The ESDC, two months before it approved the Atlantic Yards project, last October rejected Brennan's FOIL request, though the ESDC later released a different fiscal document, regarding the plan’s projected fiscal impact, meaning the net new tax revenues to the city and state. (That number dropped dramatically in December.)
Brennan (right) last year sponsored an unsuccessful bill in the State Legislature to decrease the size of the project by 34% while adding affordable housing subsidies. The lawsuit, filed in state Supreme Court, states, “The purpose of the Requests is to enable the public to evaluate fully the relationship between such financial and business plans and the size of the Project, and whether the Project’s size and density could be reduced without endangering its economic viability.”

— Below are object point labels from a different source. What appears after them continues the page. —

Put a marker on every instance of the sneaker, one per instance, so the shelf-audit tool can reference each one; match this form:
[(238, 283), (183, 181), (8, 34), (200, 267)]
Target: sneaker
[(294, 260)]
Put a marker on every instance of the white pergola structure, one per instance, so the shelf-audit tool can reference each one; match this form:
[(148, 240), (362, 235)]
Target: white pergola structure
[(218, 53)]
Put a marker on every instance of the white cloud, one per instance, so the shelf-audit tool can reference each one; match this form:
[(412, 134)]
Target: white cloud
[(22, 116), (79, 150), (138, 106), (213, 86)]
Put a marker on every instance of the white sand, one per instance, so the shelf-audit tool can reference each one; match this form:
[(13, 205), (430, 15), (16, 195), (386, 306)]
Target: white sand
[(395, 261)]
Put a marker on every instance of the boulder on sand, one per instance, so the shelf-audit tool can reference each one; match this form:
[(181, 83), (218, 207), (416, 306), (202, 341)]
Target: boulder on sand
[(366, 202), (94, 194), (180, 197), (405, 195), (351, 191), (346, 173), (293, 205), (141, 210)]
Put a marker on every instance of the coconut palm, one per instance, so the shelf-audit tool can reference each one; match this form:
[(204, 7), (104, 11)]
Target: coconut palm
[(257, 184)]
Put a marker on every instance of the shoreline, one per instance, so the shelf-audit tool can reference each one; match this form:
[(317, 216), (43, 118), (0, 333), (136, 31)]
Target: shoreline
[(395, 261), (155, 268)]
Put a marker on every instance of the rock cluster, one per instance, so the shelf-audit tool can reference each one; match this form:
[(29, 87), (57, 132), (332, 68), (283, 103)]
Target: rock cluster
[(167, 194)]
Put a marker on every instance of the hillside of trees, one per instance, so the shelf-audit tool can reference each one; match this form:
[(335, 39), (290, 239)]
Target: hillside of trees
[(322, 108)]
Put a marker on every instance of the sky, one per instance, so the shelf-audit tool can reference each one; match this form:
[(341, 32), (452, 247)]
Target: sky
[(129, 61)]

He said last October, “So that is a critical public question: how much money do they think they’re going to make on their market-rate housing, and how much money do they think the arena is going to make? How much money does the affordable housing need and where are they going to get it? Without that information, the public is shortchanged.”
What might the numbers say?
The question arises: Would the numbers support a downsizing? (Examining the plan before a recent 8 percent reduction in square footage, New York Magazine estimated Ratner's profits at up to $1 billion, or 25 percent.)
Or would they suggest that the “extreme density,” enabled by the state’s override of zoning, is necessary to a viable project? (If so, then should the city and state have punted on zoning--or made civic investments to ensure a more reasonably scaled project?)
[An interesting comment from developer Shahn Anderson on Brownstoner:
Forget about the big number that they will make (I'd estimate it at around a billion dollars), what is their real return on investment when they have been given atleast $300 million dollars up front from various city and state agencies to do the deal? Even if they end up spending $50 or a $100 million of their own equity outside of financing, at the end of the day, they will make 1000% to 2000% ROI from what they actually invested. ]
Develop Don’t Destroy Brooklyn (DDDB) in September 2005 requested such a document of the Metropolitan Transportation Authority (MTA), noting that the agency, in its Request For Proposals for the Vanderbilt Yard, required that pro forma cash-flow statements, with documentation of fiscal assumptions for a 20-year period, be included as part of the bid. However, the MTA did not comply.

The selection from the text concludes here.